Рано утром следующего дня мы двинулись вперед, к тому месту, где перед этим сражались Франсиско де Луго и Педро де Альварадо. А отряды индейцев двинулись нам навстречу. Кортес же с конницей шел в обход. У индейцев были большие плюмажи, барабаны и трубы, а лица красные, белые и черные, и были у них луки и стрелы, копья и щиты, мечи же – как двуручные, множество пращей и камней, дротиков, обожженных на огне, и каждый индеец был в стеганом хлопчатобумажном доспехе. Число неприятеля было так велико, что все окрестные поля кишели людьми. Отчаянные, они бросились на нас и с первого же натиска ранили семь десятков человек.

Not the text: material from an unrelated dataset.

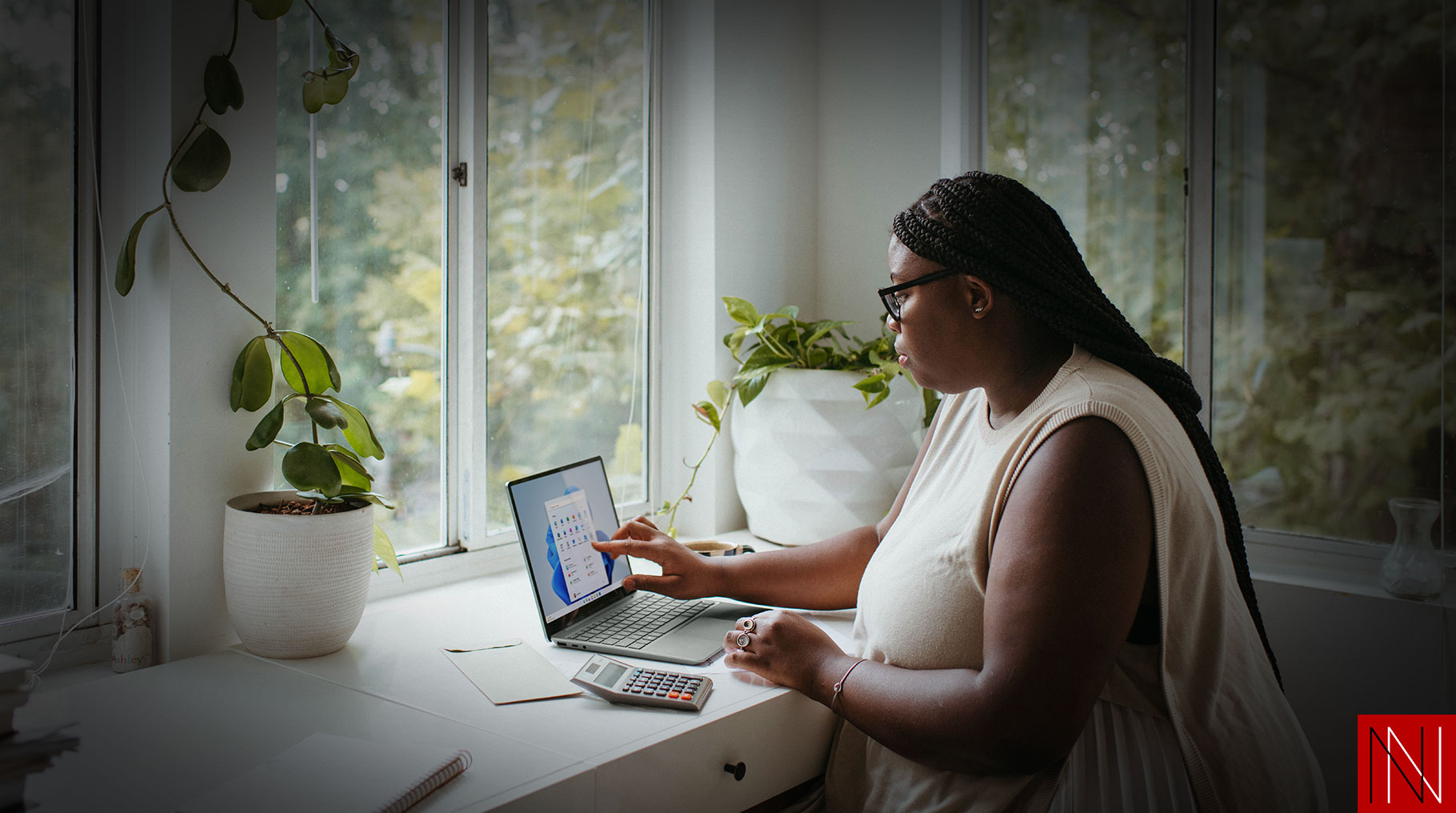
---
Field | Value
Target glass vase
[1380,497,1446,599]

Мы отбивались, а когда наш Меса взял индейцев на прицел, ударила артиллерия…
Никогда не забуду адского шума, свиста и крика при каждом нашем выстреле. Я буду помнить, как они с заклинаниями бросали вверх землю и как вопили, взывая к богу, как они делали вид, что не замечают потерь. В общем шуме коннице удалось подойти незаметно. И вот Кортес ударил с тыла, завершая победу, и маленький отряд его произвел чудеса. Никогда еще индейцы не видели лошадей, и показалось им, что конь и всадник – одно существо, могучее и беспощадное. Вот тут-то они и дрогнули, но и то не побежали, а отошли к далеким холмам.

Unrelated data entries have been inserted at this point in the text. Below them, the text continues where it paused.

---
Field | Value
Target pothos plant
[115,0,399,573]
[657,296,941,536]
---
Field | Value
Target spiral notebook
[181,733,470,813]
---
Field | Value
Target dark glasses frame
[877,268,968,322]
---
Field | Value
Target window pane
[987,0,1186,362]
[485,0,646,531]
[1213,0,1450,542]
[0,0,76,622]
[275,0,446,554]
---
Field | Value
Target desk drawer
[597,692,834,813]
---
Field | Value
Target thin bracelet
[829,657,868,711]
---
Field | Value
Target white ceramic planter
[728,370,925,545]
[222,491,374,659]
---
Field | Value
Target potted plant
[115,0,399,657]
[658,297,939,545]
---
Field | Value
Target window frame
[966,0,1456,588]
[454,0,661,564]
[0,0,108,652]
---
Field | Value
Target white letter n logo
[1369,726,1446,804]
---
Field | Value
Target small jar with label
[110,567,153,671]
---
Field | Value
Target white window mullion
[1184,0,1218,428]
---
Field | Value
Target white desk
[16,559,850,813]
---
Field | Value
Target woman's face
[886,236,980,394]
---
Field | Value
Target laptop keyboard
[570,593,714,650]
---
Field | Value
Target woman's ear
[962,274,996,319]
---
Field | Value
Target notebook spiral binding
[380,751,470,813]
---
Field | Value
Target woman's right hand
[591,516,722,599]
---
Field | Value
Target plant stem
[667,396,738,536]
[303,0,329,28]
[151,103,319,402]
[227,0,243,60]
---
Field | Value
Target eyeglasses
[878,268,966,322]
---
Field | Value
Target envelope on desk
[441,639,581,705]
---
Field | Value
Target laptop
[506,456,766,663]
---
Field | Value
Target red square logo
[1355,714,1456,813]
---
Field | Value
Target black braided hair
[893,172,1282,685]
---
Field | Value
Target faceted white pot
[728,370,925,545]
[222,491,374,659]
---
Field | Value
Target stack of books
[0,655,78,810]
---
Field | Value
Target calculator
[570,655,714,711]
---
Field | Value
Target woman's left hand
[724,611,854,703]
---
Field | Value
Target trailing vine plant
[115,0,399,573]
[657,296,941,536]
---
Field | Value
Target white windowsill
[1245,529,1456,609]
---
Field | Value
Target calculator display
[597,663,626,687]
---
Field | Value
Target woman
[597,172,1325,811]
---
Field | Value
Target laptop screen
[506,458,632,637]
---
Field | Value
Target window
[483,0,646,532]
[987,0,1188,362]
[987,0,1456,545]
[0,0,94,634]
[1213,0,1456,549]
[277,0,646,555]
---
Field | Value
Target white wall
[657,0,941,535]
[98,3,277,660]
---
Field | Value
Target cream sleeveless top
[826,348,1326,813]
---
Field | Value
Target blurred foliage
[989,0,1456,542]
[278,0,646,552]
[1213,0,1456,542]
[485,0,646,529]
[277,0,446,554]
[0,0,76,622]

С великой радостью бросились мы на землю, в тень, чтобы немного успокоиться и отдохнуть, затем все вместе возблагодарили Бога за победу. Был это день Девы Марии в марте, и вот назвали мы городок, близ которого случилось сражение, Санта-Мария-де-ла-Виктория. Лишь потом принялись мы за перевязку ран: людям пришлось соорудить бинты из платков. Лошадей мы пользовали жиром, вытопленным из тел павших индейцев. Их погибло больше восьми сотен, а пятерых мы захватили живыми. Голодные и измученные, вернулись мы в лагерь, похоронили наших двух убитых, выставили сторожевую охрану, поели, а затем, вознеся благодарственную молитву, легли спать. Таково было первое крупное сражение Кортеса в Новой Испании, и длилось оно более часа.

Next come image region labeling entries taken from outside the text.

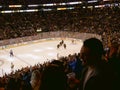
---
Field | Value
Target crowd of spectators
[0,37,120,90]
[0,0,78,5]
[0,7,120,90]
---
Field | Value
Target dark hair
[83,38,104,56]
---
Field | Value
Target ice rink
[0,39,83,76]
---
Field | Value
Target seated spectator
[80,38,115,90]
[40,59,67,90]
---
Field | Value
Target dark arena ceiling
[0,0,120,5]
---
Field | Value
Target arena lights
[9,5,22,8]
[42,8,52,11]
[1,9,38,13]
[67,1,82,5]
[88,0,98,3]
[28,4,42,7]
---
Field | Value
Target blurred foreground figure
[79,38,116,90]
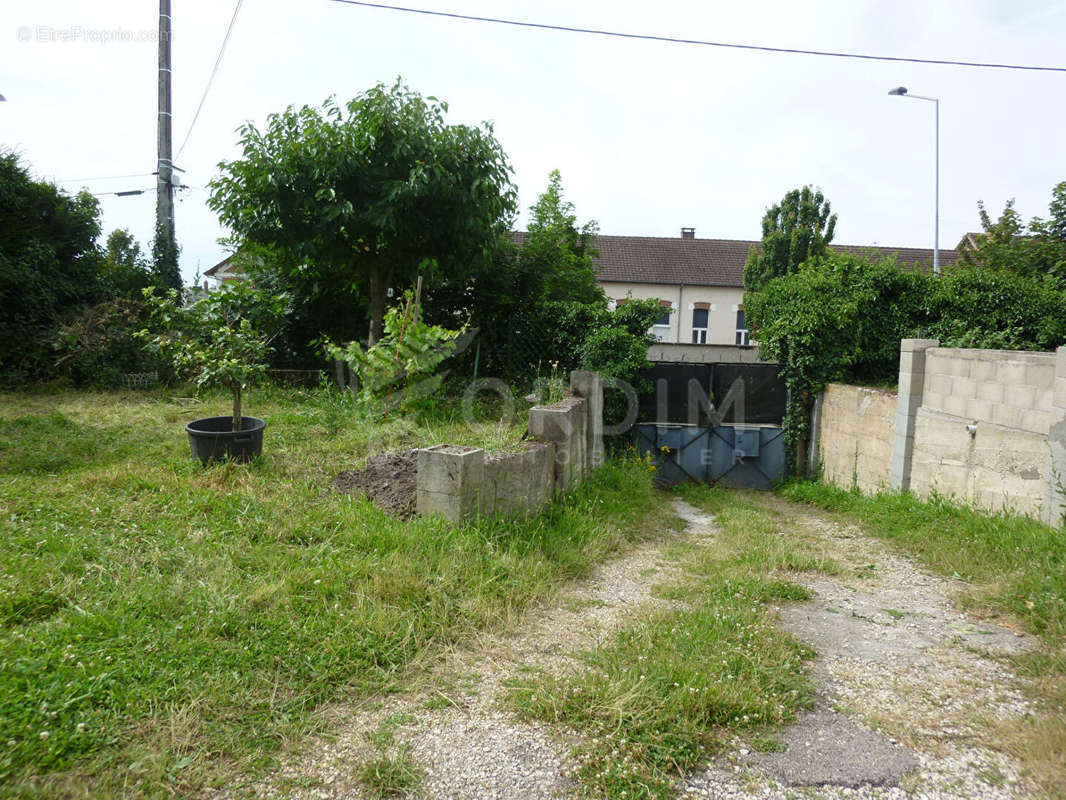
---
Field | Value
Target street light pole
[889,86,940,277]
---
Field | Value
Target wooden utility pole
[156,0,174,247]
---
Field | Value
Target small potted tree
[138,284,282,464]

На десятый день нашего пути один из тескокцев умер. Он шел передо мной, и я видел лоснящуюся смуглую спину со вздутыми мышцами, видел и ладони, обнявшие шест, на котором крепились носилки, увидел и яркую молнию, что метнулась к ноге индейца.
Он закричал и запрыгал, выпустив носилки, и трое других не сумели их удержать. Покосившись, носилки затрещали, а содержимое их упало на влажную землю.
И снова блеск золота и драгоценных камней застил мне глаза. Я смотрел на голову идола и, ужасаясь его уродством, восторгался тем несметным богатством, которое открылось моему взгляду.
Голова была величиной с надутый бычий пузырь, и хоть и сделана не из цельного куска золота – иначе носильщики не сумели бы сделать ни шагу, – но металла на изготовление пошло преизрядно. Поразили меня также глаза, умело выложенные из драгоценных камней – синих сапфиров, алых рубинов и бесцветных алмазов.
– Матерь Божья! – прошептал Педро и положил мне руку на плечо.
А я простил ему имя Мадонны, помянутое всуе.
И завороженные, смотрели мы на чужого бога, и он смотрел на нас, ухмыляясь толстыми уродливыми губами. А после вдруг появился Тлауликоли и заботливо укрыл голову накидкой.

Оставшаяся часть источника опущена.